The postoperative period was uneventful excepted for the presence of prolonged pulmonary air leakage. The patient was discharged on postoperative day 35. At 3 month follow up, a contrast-enhanced thoracic CT showed the image of a pseudoaneurysm with a maximum diameter of 75 mm developed at the level of the distal anastomosis. The patient underwent aortic stent grafting (William Cook Europe) without complications.

At 2 years follow up a CT showed the occlusion of the by-pass between the two carotids [Figure 4]. At this time, the patient was in optimal state of health and no neurological episodes were reported.

Despite recent literature suggesting a significant improvement in outcomes with open surgical repair [2], a less invasive approach for high-risk groups of patients offers the potential for lower morbidity and mortality.

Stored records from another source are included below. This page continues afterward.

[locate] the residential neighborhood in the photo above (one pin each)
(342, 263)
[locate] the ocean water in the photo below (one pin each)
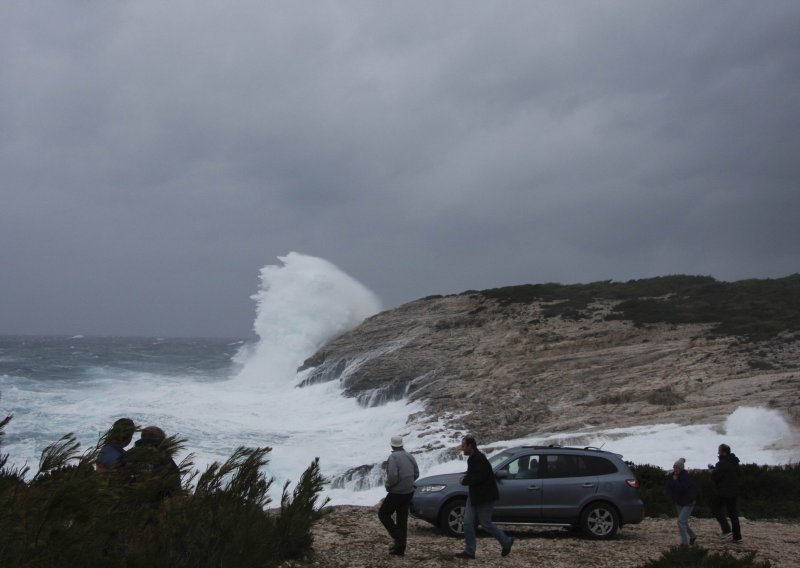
(220, 394)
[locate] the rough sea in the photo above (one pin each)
(220, 394)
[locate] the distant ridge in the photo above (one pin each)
(520, 360)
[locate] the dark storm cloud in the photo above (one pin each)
(155, 156)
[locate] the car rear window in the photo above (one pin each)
(570, 465)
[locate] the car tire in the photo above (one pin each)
(599, 521)
(451, 519)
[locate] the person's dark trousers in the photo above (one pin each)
(397, 504)
(720, 505)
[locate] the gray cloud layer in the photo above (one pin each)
(156, 155)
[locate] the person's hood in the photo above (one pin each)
(732, 458)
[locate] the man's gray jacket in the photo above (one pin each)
(401, 471)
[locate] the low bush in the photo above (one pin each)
(68, 514)
(682, 556)
(755, 309)
(765, 492)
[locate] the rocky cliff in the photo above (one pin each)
(513, 362)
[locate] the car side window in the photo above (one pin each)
(525, 467)
(565, 466)
(595, 465)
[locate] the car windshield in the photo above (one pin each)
(497, 459)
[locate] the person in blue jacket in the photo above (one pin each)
(117, 438)
(481, 496)
(680, 487)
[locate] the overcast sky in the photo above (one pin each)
(155, 155)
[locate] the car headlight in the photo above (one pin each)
(431, 488)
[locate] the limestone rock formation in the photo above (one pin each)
(507, 369)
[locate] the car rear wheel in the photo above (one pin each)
(599, 521)
(451, 520)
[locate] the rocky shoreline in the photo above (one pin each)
(352, 537)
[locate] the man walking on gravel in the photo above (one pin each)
(725, 477)
(480, 499)
(401, 472)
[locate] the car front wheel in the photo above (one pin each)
(600, 521)
(451, 520)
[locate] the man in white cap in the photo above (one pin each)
(401, 472)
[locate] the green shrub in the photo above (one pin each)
(755, 309)
(68, 514)
(765, 492)
(682, 556)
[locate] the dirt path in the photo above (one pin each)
(353, 537)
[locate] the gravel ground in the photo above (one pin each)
(353, 537)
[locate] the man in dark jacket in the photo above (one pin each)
(150, 466)
(480, 500)
(401, 472)
(725, 477)
(116, 439)
(680, 487)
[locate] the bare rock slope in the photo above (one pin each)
(483, 363)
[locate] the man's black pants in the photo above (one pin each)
(720, 505)
(397, 504)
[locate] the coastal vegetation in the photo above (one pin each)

Stevenson et al report a significantly lower perioperative mortality and complications rate in the endograft versus the open-surgery control cohort [1]. Although results of endovascular repair are promising, the authors stress the importance of randomized long-term studies also because the use of stent grafts is associated with early and late unique complications that can be difficult to manage [3].

These late complications often require different and difficult approaches that have been partially faced by surgeons using the frozen elephant-trunk via the technique of median sternotomy in deep hypothermia and circulatory arrest or via left thoracotomy using left heart by-pass technique [4–6]. However, in presence of an aorto-esophaegeal or an aorto-bronchial fistula the treatment options are very limited [7, 8].

In the present case report, considering the limited mobility of the patient due to knee arthrodesis and the advanced age, a less invasive procedure was chosen as the best alternative to manage the PAU. The stent graft sealed the PAU but two serious complications occurred: an aorto-bronchial fistula and a retro-A dissection. We believe that, because of the poor flexibility of the stent graft, the distal uncovered bare stent eroded the aortic wall causing the intramural hematoma [Figure 2]. The haemoptysis observed three months later was due to the continuous stress produced by the expansive force of the stent against the intimal membrane, resulting in leaking blood into the hematoma and the left main stem bronchus. This hematoma partially limited the loss of blood by covering the leak.

In our case, the bilateral thoracosternotomy provided an optimal exposure of ascending aorta, aortic arch and epiaortic vessels.

The simultaneous cannulation of right axilary and femoral arteries facilitate the sequential clamp of different aorta portions and avoid circulatory arrest maintaining an optimal brain, renal and spinal cord perfusion. Exceptionally, no selective brain perfusion was required thanks to the previous carotid-carotid bypass.

Long-term durability of endografts remains unanswered; we think that patients with endoprosthesis must be strictly followed-up and new standard protocols in management of complications need in order to establish an optimal surgical approach.

Written informed consent was obtained from the patient for publication of this case report and accompanying images. A copy of the written consent is available for review by the Editor-in- Chief of this journal.